Bridging the Demand/Supply Gap in Programmatic
by Lindsay Rowntree on 7th Mar 2018 in News
In association with Scroller Ads
When looking for results, programmatic advertisers must work closer to their supply partners as they have a level of control that, probably, they don’t know is available for their digital strategies, writes Julian Saconi (pictured below), sales director, Scroller Ads.
Programmatic is a complex space. Savvy marketers are actively looking for the latest technologies to plug into their delivery stack. The right DSP, good data partners, verification, and measurement add-ons. Accessing and scaling inventory to the target audience always requires patience and dedication. Nevertheless, there is a whole dimension untapped for this kind of marketer.
Supply-side managers have the challenging job of giving the right value to their inventory. Categorising its audiences, cleaning the traffic, and working with each DSP to assure connections that maximise delivery.
These two sides of the programmatic space have similar day jobs. But incredibly it is very rare to see that they know what each other does. It is not unusual to see a conversation between them, where they ask each other to see what they see on their platforms.
Take a video campaign as an example. An ad op needs to deliver a campaign for an auto company. She needs to reach the planned impressions volume, achieve the minimum viewability accepted rate, protect the campaign quality, and assure that a significant number of people watched the complete ad. Many programmatic buyers will start by setting an open market campaign using the typical targeting tools, others will setup a PMP deal with one or many supply partners and will run the campaign.
In this typical scenario, there is something common that happens on every campaign around the world: the demand ad op is buying and filtering from the inventory that is visible to them, and the supply ad op is, or simply checking how many impressions the advertiser is bidding, or trying to increase the fill rate by optimising the pipes of the PMP Deal. The problem is, it is unlikely that both will be talking during the campaign.

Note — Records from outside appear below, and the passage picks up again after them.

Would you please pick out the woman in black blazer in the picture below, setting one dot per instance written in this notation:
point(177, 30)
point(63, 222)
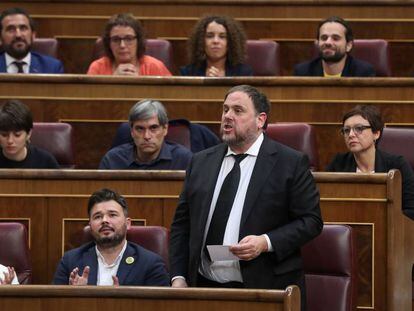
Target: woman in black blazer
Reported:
point(217, 48)
point(362, 128)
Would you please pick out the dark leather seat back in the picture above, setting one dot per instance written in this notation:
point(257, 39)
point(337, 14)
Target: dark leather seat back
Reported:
point(46, 46)
point(159, 48)
point(264, 57)
point(373, 51)
point(299, 136)
point(15, 251)
point(399, 141)
point(56, 138)
point(330, 270)
point(153, 238)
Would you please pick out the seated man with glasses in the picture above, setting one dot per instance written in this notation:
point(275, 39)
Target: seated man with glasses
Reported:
point(124, 45)
point(149, 150)
point(362, 128)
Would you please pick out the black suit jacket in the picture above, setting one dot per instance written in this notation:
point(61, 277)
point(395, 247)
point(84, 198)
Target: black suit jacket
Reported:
point(345, 162)
point(147, 268)
point(281, 201)
point(353, 68)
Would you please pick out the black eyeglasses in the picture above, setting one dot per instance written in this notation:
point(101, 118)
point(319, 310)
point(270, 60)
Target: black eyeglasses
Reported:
point(128, 40)
point(358, 129)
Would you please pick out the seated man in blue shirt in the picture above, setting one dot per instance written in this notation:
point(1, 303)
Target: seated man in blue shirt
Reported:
point(110, 259)
point(17, 34)
point(149, 150)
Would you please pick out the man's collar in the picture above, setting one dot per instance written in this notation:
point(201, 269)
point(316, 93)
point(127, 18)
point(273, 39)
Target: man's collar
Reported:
point(10, 59)
point(165, 154)
point(253, 150)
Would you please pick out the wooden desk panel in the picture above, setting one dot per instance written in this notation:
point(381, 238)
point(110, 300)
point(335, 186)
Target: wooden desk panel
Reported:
point(91, 298)
point(371, 204)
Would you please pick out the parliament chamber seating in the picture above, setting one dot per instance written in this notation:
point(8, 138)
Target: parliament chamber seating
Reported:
point(193, 136)
point(56, 138)
point(153, 238)
point(399, 141)
point(264, 57)
point(15, 250)
point(299, 136)
point(374, 51)
point(159, 48)
point(331, 270)
point(47, 46)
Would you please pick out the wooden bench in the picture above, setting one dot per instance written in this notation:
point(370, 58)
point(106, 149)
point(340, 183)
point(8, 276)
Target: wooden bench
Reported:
point(93, 298)
point(52, 204)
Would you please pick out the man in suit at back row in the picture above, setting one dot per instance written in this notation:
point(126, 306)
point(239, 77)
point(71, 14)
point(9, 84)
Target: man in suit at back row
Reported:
point(335, 41)
point(250, 193)
point(17, 33)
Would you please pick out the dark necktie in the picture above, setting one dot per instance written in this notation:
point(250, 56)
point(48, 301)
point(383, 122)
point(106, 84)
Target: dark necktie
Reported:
point(19, 66)
point(224, 204)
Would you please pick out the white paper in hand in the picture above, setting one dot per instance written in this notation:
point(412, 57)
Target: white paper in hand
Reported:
point(221, 253)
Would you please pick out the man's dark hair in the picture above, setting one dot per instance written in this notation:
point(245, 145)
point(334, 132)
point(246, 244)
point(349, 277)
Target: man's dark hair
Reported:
point(15, 116)
point(335, 19)
point(260, 101)
point(369, 113)
point(124, 20)
point(105, 195)
point(15, 11)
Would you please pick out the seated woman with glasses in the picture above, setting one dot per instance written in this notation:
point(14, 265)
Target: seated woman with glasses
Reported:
point(217, 48)
point(362, 128)
point(124, 45)
point(7, 275)
point(16, 124)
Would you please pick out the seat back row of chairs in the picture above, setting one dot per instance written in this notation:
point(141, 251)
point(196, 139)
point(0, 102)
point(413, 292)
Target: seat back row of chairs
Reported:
point(330, 279)
point(262, 55)
point(299, 136)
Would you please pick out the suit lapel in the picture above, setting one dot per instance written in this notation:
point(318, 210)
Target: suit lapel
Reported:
point(3, 63)
point(34, 64)
point(263, 168)
point(124, 268)
point(90, 259)
point(213, 163)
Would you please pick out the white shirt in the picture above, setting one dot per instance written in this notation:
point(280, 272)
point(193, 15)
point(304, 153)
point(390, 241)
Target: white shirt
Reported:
point(3, 269)
point(227, 271)
point(12, 68)
point(105, 271)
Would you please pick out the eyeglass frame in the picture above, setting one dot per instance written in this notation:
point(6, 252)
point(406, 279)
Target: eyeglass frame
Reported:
point(128, 40)
point(357, 129)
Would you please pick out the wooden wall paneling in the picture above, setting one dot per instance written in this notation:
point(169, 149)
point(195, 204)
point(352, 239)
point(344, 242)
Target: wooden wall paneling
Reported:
point(255, 27)
point(188, 8)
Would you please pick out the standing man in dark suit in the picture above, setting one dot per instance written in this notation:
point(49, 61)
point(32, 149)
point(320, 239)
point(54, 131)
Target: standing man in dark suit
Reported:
point(110, 259)
point(335, 41)
point(17, 34)
point(275, 209)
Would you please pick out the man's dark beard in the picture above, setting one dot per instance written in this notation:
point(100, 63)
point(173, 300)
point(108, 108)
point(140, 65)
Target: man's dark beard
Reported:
point(108, 242)
point(337, 57)
point(17, 53)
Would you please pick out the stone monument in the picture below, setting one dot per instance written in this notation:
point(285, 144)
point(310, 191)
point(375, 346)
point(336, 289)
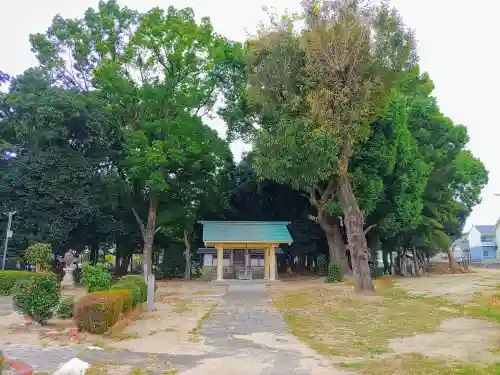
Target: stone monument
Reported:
point(69, 259)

'Full Circle Optimization' is the process of working in sync, both supply and demand programmatic ad ops, for the common goal of reaching the campaign goals. The process begins with the supply side picking and filtering the impressions that are more valuable for the advertiser. Not all the impressions, as commonly happens, to be later filtered by the DSP with their own filtering and targeting tools, but a fraction of the inventory, targeted and cleaned based on the supply side available data. This, of course, starts with a private deal between both parts.
When the DSP engine starts seeing impressions available for bidding, they will be pre-filtered and more relevant. The biggest outcome of this process is that the demand-side platform will be required to consume fewer resources to reach the needed impressions, and by doing this, the number of requests will be higher, and the success rate will be too.
Since we implemented Full Circle Optimization with our demand partners at Scroller Ads, success rate on targeted KPIs grew 20% compared with those campaigns where the buyer was running solo. This is a sign that, although the first benefit of programmatic advertising is the speed of a connected ecosystem, the joint execution between parties is the biggest opportunity of it.
Julian Saconi, Scroller Ads Sales Director, will be speaking at ATS Miami, on March 8.